Welcome to Product Support, a series devoted to helping you get the most out of your stuff.
We love our high complications and luxury masterpieces as much as the next watch nerd. But our bias is for timepieces that can “do things,” watches that are each an essential piece of kit. Sure, it’s an instrument for telling time, but it can also be used to time a dive or a racing lap, take a pulse, or calculate remaining fuel or crosswind speed or the distance of thunder or artillery.
How, you ask? The answer has little to do with the watch’s movement. It’s all about the bezel, that outer ring of metal (or perhaps, nowadays, ceramic) surrounding your watch’s crystal. The ones we’re talking about have numbers or other markings; they may rotate in one direction or both, or not at all; they may feature some other combination of all that. How each type of bezel works is not complicated per se, but it is deserving of a quick guide.

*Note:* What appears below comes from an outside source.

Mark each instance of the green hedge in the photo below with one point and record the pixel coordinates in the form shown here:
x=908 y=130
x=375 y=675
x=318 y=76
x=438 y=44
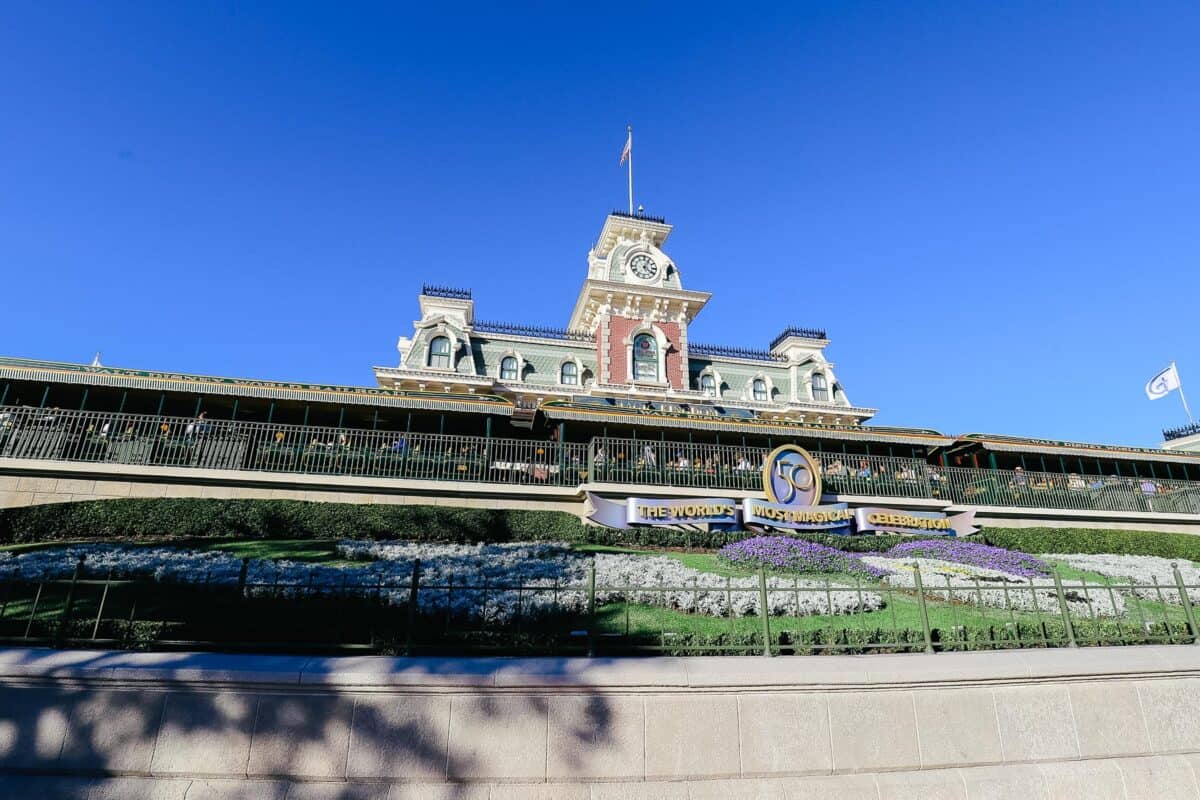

Count-Up Bezel With a 0-60 Scale

Perhaps the most commonly seen bezel markers are on dive watches. These scales go from zero to 60, indicating minutes in an hour, and are used to keep track of time spent underwater, a critical parameter along with depth and remaining air. The first 15 (sometimes 20) minutes are marked in one-minute increments while the rest of the scale is usually marked in five-minute increments. The increased resolution for the first 15 minutes on the scale allows divers to time decompression stops with relative precision during ascents at the end of a dive. To use a dive bezel, set the zero marker opposite the minute hand; as time passes, you can read off elapsed time on the bezel without having to do any mental calculations.